Les lunettes sont devenues un accessoire, une touche stylisée pour compléter un look. Que l’on porte pour se cacher… ou pour se montrer ?

Il fut un temps où même ceux qui portaient des verres foncés protecteurs par nécessité étaient taxés de «frimeurs». Désormais, les lunettes sont aussi des accessoires de mode affectionnés tant par les célébrités que par les fashionistas lambda. Fini la caricature d’Agnan, pote du «Petit Nicolas» et «tête à claques» première de classe, place à l’allure «Joe Cool» à l’instar de Snoopy, à la fois philosophe et dilettante !

L’accessoire indispensable

Pas folles les guêpes : après les sacs à main, le maquillage, le prêt-à-porter et les chaussures, les demi-sœurs de la starlette Kim Kardashian, Kendall et Kylie Jenner, ont lancé, en 2019, leur propre collection de lunettes optiques et solaires, Kendall + Kylie Eyewear. En association avec une marque célèbre. Les mannequins et influenceuses, avec leurs millions d’abonnés sur les réseaux sociaux, sont évidemment de magnifiques porte-parole pour la chaîne d’opticiens.

Une part de mystère…

Les binocles ont une telle importance qu’ils ont été étudiés par Vanessa Brown, de l’université de Nottingham et auteure de «Cool Shades» (ombres cool, ndlr). Les premières lunettes correctrices seraient apparues en 1200 et immortalisées pour la première fois par un tableau de Tommaso da Modena en 1352. «Et les lunettes de soleil sont devenues populaires dans les années 1920 avec les bains de soleil», explique Vanessa Brown au Irish Times. «Ce n’est qu’en 1938 qu’a eu lieu la transition vers le « cool ». La première photo de mode avec lunettes de soleil figure dans le Harper’s Bazaar de cette année-là ! Au milieu du siècle, la plupart des gens en Grande-Bretagne et aux États-Unis en avaient au moins une paire!»

Leur succès grandissant s’explique, selon elle, par «leur potentiel de glamour, de mystère et de fraîcheur». Par ailleurs, «les montures ajoutent une structure osseuse instantanée, un agrandissement des yeux et une symétrie parfaite au visage». Or, cette dernière qualité a toujours été, tests à l’appui, un signe de beauté.

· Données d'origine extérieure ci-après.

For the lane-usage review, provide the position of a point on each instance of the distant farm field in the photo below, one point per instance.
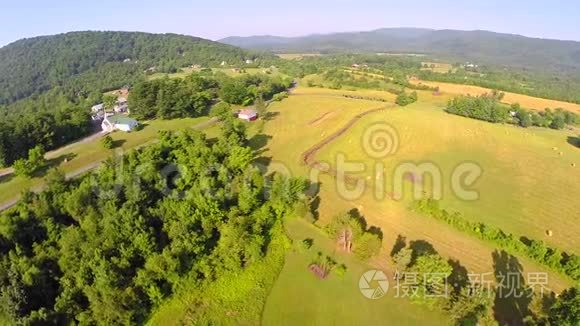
(81, 155)
(524, 100)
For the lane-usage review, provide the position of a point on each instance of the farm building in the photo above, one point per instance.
(118, 122)
(248, 114)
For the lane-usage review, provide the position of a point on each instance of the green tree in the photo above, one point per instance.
(402, 259)
(107, 142)
(566, 310)
(109, 101)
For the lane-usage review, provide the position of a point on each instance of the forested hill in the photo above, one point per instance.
(479, 46)
(35, 65)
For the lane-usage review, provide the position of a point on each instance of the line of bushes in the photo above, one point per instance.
(536, 250)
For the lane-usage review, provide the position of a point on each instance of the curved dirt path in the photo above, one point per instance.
(459, 250)
(308, 157)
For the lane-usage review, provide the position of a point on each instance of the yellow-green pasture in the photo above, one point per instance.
(529, 182)
(312, 114)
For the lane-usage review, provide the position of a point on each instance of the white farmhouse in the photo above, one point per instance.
(118, 122)
(248, 114)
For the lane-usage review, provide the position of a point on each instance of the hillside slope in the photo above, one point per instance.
(32, 66)
(479, 46)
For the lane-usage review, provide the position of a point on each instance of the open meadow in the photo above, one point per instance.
(81, 156)
(300, 297)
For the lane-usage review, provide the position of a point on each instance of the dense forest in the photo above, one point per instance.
(49, 120)
(105, 60)
(107, 248)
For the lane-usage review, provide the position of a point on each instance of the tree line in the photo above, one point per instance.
(536, 250)
(192, 96)
(110, 247)
(49, 121)
(35, 65)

Même les bébés sont plus attirés par des visages aux traits harmonieux et équilibrés.

Oser et en jouer !

Pas étonnant qu’une monture bien choisie améliore le charme. Et que les stars de l’âge d’or hollywoodien s’en soient vite emparées : rondes pour Bette Davis, style mouches pour Audrey Hepburn ou «cat’s eyes» (yeux de chat) pour Marilyn Monroe. Ce modèle revisité en «oversize» par Balenciaga a séduit Kim Kardashian, puis Nicole Kidman dont l’allure étonnante, en juillet 2022, a défrayé la chronique. Il fallait oser! L’actrice australienne a aussi arboré des lunettes à verres correcteurs au cinéma : discrètes dans «L’Interprète» (2005) et cerclées dans «Eyes Wide Shut» (1999). L’actrice y baisse sa monture pour lancer, par-dessus, un regard sexy montrant combien cet accessoire peut faire pleinement partie de la dramaturgie.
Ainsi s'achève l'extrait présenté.